Elle semble s’être déclarée vers la fin août. Nous en sommes aujourd’hui à 96 cas répertoriés pour 29 décès, ce qui fait un taux de létalité d’environ 30%, alors que, lors de précédentes épidémies, nous étions autour des 50%. Dans le centre de soins que nous avons installé, nous en sommes désormais à 12%. Le défi réside en réalité surtout dans la prévention et la prise en charge rapide des populations. Notre centre à Tchintabaraden accueille 14 malades pris en charge par cinq médecins, dix infirmiers, ainsi que des hygiénistes.

Comment se manifestent les symptômes ?

Chez les animaux, le virus provoque des insuffisances respiratoires et des difficultés à se déplacer. Les bêtes succombent généralement rapidement. Chez l’homme, après une période de une à trois semaines d’incubation, selon les cas, on distingue une photophobie, c’est-à-dire une hypersensibilité à la lumière, une confusion mentale puis un syndrome hémorragique. Le patient vomit du sang et meurt généralement rapidement.

Certaines personnes sont-elles particulièrement vulnérables ? 

Les personnes les plus vulnérables sont évidemment les éleveurs et leurs familles, qui manipulent les animaux et consomment leur lait cru notamment. Nous recommandons à ces populations de faire bouillir leur lait avant de le consommer et de bien cuire la viande. Il faut également bien enterrer  les dépouilles et éviter de manipuler leur sang.

Qu’est ce qui a favorisé l’apparition de cette épidémie ?

Généralement, elle apparaît après une période d’inondation, donc en saison pluvieuse, lorsque les moustiques se reproduisent en masse et que les œufs peuvent éclore.
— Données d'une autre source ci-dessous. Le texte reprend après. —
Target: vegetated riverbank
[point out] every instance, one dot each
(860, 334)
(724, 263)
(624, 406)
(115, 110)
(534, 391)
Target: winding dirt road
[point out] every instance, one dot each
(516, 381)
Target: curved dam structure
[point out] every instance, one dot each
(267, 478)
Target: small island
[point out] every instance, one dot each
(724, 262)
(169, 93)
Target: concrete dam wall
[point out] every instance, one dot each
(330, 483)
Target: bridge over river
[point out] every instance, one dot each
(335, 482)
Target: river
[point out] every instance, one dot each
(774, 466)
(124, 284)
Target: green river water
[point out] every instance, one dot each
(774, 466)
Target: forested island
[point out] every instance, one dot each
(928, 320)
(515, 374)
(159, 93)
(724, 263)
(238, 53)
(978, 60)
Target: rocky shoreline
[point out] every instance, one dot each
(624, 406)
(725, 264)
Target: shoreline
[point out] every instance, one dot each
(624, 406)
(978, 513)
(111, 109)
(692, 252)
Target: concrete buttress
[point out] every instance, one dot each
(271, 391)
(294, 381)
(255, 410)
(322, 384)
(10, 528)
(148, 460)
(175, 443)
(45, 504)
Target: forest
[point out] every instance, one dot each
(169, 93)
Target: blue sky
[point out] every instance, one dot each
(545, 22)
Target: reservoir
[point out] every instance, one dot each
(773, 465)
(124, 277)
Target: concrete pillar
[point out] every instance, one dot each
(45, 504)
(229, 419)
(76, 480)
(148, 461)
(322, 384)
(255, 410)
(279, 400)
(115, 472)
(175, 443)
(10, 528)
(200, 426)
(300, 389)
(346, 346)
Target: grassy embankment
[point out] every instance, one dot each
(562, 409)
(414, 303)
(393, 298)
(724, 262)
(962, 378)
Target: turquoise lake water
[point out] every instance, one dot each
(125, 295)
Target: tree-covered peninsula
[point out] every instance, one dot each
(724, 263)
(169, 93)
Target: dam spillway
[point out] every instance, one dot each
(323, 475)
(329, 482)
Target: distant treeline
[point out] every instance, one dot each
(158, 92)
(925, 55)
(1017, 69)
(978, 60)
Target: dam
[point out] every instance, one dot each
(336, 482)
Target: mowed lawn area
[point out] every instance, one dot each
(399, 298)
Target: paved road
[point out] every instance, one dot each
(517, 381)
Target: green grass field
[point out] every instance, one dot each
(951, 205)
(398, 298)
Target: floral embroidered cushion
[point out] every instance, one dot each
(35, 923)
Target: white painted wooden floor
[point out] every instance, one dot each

Ce type d’épidémie n’apparaît cependant pas à un rythme régulier, même si, depuis vingt ans, on l’a observé au Sénégal, en Mauritanie, en Tunisie ou en Algérie.

Faut-il craindre un débordement de l’épidémie dans les pays voisins ?

L’épidémie peut en effet se propager dans les pays limitrophes via des troupeaux, qui sont amenés à passer du Mali au Niger et au Nigeria par exemple. Le risque principal est la transhumance. Mais il faut aussi comprendre que nous pouvons facilement mettre fin à l’origine de l’épidémie puisqu’il nous suffit de traiter les points d’eau infestés de moustiques « Aèdes et Culex » avec des produits chimiques.